Why are these changes needed?

In short:

When submitting a Ray job to Kubernetes with the autoscaler, the following behaviors can be observed:

  1. A new worker pod is created as the autoscaler increases the number of replicas.
  2. An existing worker is terminated simultaneously.
  3. The total number of worker pods remains equal to the original replica count.

The root cause is that both the autoscaler and the RayJob controller are trying to update the replicas, causing worker pods to be repeatedly created and terminated.

So, This PR:

  1. Preventing Ray job controllers from updating the RayCluster when the autoscaler is enabled.
  2. Even when the autoscaler is not enabled, Ray job controller only modifies the replica, rather than the entire RayClusterSpec.

Reproduce

The reproduction file can be found here: ray_v1alpha1_rayjob.yaml.

I believe the root cause of the problem lies in this section of the code:

rayClusterInstance.Spec = *rayJobInstance.Spec.RayClusterSpec
r.Log.Info("Update ray cluster spec", "raycluster", rayClusterNamespacedName)
if err := r.Update(ctx, rayClusterInstance); err != nil {

The sequence of events is as follows:

After kubectl apply -f ray_v1alpha1_rayjob.yaml:

  1. RayJob operator creates a Ray cluster with 1 head pod and 1 worker pod.

  2. Based on the workload (placement group in this case), the autoscaler adjusts the RayCluster replica count to 2.

  3. The RayCluster operator creates a new worker pod.

  4. During the reconciliation of the RayJob operator, it executes the above-mentioned code, overwriting RayClusterInstance.Spec with RayJobInstance.Spec.RayClusterSpec(The goal here is to reflect the user's update to the ray job yaml file). As a result, the replica count reverts to its original value of 1(Replicas's type is *int32).

  5. The RayCluster operator deletes an existing worker pod based on the updated replica count.

  6. So, we can see "New pod did created but another pod terminated suddenly."

Fix

From my understanding, the need to overwrite RayClusterInstance.Spec with RayJobInstance.Spec.RayClusterSpec (when a RayCluster is found) arises when users update the replicas in the Ray job YAML file, prompting the Ray job controller to adjust the replica count on their behalf.

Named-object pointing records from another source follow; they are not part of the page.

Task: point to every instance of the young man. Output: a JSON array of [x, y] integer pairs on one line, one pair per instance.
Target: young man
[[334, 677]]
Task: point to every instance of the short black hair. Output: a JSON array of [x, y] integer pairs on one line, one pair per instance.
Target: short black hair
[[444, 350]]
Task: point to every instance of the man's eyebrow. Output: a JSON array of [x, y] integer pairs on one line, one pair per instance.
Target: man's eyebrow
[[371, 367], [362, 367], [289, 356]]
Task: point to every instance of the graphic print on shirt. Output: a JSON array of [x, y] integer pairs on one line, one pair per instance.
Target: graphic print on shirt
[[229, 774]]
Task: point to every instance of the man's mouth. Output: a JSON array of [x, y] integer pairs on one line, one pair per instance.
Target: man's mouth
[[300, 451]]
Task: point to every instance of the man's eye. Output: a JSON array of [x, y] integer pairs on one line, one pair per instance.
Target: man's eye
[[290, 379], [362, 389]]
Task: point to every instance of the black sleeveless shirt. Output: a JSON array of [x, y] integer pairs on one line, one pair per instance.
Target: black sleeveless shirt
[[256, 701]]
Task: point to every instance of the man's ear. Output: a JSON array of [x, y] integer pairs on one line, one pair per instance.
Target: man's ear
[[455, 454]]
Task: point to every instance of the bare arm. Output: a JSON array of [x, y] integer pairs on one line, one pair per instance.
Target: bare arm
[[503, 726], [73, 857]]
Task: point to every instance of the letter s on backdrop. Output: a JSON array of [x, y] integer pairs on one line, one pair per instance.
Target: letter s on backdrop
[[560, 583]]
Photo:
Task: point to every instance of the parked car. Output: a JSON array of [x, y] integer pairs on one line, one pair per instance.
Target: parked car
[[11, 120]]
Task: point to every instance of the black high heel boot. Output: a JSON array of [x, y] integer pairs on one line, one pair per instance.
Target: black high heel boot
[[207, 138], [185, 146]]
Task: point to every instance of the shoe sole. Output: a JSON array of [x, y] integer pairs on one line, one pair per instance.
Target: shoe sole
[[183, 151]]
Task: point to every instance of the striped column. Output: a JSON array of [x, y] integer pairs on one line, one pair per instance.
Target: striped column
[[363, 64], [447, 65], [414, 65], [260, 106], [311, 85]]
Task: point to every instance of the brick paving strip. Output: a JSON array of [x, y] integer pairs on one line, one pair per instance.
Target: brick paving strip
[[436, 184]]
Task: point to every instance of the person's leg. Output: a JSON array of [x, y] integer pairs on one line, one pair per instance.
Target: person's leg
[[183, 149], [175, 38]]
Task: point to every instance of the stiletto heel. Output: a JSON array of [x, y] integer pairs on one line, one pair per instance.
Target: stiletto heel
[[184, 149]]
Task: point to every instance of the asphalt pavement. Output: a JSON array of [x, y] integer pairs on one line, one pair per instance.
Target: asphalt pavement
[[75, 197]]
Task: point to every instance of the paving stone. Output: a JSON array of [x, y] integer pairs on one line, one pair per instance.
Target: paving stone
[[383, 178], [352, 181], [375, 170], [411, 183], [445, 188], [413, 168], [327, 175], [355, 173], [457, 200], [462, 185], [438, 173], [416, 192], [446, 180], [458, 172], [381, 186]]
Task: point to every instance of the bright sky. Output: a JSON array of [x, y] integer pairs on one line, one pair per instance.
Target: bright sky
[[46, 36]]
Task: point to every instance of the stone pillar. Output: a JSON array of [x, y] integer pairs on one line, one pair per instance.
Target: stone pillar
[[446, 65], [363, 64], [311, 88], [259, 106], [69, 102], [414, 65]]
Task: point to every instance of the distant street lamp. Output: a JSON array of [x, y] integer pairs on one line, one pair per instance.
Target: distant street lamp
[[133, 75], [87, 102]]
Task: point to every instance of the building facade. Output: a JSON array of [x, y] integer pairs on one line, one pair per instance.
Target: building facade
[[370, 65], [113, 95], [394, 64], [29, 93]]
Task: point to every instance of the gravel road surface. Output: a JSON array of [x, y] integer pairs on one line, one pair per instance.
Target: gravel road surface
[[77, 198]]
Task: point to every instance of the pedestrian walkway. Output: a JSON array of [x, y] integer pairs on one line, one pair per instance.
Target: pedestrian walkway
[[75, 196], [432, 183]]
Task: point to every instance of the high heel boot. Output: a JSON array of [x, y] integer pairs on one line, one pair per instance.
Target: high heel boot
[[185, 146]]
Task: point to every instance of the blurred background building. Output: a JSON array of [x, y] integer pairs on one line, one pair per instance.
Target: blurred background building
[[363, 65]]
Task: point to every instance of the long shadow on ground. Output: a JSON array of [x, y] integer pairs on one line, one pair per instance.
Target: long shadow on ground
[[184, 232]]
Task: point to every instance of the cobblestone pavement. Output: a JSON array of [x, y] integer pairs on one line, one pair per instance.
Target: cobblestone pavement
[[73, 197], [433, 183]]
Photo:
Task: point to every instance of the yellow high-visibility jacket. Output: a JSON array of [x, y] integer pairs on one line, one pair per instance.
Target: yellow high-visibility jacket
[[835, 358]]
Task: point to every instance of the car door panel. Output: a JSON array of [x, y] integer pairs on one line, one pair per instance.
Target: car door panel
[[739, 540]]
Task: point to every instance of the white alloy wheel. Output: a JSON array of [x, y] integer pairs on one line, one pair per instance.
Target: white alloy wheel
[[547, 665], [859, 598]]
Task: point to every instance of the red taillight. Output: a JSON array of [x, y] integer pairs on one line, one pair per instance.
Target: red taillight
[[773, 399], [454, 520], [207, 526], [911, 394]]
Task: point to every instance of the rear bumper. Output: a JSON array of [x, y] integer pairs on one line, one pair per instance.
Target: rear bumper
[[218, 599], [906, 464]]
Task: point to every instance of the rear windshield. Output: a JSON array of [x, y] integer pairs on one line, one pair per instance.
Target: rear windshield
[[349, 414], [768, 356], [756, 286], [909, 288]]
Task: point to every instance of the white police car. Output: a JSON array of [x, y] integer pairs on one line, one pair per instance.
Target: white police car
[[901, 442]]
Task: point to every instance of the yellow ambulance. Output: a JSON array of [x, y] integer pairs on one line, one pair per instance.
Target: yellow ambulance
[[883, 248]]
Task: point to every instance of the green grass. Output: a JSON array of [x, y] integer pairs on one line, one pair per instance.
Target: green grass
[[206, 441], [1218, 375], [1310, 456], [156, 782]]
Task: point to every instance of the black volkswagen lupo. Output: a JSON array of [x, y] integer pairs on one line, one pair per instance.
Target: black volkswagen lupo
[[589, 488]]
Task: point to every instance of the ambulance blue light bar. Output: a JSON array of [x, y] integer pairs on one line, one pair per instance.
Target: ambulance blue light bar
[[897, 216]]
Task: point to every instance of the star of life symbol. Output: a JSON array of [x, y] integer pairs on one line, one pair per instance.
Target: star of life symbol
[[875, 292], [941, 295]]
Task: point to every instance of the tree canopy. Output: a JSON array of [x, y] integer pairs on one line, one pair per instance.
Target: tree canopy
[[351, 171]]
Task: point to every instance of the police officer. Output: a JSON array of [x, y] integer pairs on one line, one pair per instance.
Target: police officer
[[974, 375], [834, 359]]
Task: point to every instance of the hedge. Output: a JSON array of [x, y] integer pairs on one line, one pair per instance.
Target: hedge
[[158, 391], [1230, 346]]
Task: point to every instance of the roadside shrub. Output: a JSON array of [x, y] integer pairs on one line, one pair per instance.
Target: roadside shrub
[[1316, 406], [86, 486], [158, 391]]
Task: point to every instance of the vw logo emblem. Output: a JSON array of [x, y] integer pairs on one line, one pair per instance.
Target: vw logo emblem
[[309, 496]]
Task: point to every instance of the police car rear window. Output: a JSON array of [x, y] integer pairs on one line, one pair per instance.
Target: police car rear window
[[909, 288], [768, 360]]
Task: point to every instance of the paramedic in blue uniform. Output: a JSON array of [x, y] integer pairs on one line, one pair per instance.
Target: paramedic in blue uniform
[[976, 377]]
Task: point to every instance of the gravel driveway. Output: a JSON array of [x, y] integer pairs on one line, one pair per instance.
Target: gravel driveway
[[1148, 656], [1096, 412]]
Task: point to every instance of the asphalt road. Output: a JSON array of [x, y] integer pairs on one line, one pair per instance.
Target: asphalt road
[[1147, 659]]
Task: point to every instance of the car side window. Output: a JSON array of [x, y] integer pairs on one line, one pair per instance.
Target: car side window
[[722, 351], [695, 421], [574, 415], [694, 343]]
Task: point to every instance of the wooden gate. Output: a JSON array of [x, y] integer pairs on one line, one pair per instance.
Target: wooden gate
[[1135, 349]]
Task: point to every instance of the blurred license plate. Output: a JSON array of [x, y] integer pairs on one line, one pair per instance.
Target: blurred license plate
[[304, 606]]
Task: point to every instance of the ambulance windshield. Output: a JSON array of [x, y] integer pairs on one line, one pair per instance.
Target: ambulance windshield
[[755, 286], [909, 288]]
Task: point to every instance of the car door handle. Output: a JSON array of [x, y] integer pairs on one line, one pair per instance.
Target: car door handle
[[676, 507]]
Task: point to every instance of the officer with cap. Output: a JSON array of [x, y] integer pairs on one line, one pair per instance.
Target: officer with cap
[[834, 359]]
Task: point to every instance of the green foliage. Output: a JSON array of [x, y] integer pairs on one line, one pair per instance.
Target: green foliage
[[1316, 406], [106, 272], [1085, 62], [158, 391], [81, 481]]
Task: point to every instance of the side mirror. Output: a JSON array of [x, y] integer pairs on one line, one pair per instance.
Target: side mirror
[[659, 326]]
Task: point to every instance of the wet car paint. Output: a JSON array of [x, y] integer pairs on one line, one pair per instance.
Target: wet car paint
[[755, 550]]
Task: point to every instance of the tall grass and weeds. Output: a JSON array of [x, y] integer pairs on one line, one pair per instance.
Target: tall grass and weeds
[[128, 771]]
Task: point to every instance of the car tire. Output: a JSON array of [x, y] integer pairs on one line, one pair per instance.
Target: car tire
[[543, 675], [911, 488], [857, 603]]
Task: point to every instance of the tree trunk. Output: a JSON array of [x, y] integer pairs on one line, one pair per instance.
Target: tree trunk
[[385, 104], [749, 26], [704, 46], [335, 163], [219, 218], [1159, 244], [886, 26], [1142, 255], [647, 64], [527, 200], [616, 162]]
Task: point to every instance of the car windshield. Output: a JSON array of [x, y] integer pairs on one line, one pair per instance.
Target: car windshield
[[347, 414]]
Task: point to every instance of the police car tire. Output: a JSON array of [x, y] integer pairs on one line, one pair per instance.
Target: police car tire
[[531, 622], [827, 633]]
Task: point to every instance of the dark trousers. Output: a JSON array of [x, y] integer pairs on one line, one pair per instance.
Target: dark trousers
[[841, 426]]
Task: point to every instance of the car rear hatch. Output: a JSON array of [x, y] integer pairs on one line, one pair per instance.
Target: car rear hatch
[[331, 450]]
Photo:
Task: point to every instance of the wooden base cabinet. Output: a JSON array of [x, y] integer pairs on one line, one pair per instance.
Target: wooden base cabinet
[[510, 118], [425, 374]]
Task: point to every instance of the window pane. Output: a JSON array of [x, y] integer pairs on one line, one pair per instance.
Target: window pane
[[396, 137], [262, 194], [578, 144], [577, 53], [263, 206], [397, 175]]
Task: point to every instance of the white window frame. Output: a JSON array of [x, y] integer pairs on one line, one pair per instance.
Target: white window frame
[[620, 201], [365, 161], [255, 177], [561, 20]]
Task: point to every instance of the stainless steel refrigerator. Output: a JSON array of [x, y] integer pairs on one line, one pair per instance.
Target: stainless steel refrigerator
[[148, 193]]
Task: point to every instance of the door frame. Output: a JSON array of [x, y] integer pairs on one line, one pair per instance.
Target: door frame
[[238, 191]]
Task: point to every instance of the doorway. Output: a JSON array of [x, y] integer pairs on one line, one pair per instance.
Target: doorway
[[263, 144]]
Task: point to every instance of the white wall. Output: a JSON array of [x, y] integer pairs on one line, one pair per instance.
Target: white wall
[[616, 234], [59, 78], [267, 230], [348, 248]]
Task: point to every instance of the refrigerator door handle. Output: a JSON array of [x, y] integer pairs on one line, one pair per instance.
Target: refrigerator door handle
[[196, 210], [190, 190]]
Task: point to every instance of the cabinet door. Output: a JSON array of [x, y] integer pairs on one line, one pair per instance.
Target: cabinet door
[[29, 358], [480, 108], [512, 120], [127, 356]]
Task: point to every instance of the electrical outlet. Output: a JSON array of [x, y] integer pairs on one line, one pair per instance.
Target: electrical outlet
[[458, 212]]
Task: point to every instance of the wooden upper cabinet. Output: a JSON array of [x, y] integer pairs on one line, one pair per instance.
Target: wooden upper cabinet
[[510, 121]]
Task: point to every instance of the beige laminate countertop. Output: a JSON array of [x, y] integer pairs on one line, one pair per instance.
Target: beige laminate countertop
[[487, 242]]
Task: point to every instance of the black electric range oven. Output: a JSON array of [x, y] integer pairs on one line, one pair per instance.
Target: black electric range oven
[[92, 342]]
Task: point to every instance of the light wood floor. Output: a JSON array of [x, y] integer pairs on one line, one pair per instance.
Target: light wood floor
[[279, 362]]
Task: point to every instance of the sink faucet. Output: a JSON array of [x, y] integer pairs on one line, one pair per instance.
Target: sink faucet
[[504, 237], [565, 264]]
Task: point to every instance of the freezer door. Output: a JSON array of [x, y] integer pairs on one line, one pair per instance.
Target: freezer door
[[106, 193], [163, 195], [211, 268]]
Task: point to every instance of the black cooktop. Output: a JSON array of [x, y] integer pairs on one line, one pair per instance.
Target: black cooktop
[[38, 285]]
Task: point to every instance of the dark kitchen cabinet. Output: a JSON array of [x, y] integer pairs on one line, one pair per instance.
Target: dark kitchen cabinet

So, the root cause stems from both the autoscaler (based on the workload) and Ray job controllers (based on the Ray job YAML file) attempting to update the replica count simultaneously. Consider these points:

  1. RayCluster currently only permits replica updates; modifying other specs may cause errors.
  2. When the autoscaler is enabled, users are less likely to manually adjust the replica count, as the autoscaler should adapt the replica based on workload.

So, a potential solution to address this issue is:

  1. Preventing Ray job controllers from updating the RayCluster when the autoscaler is enabled.
  2. Even when the autoscaler is not enabled, Ray job controllers should only modify the replica, rather than the entire RayClusterSpec.

Related issue number

Closes #532

Checks

Most tests are incorporated in the CI. Additionally, I've conducted manual testing for the following cases.

I confirm all the below cases work.

  • Case1: With in-tree autoscaling is disabled, user(RayJob controller) should be able to update the replica.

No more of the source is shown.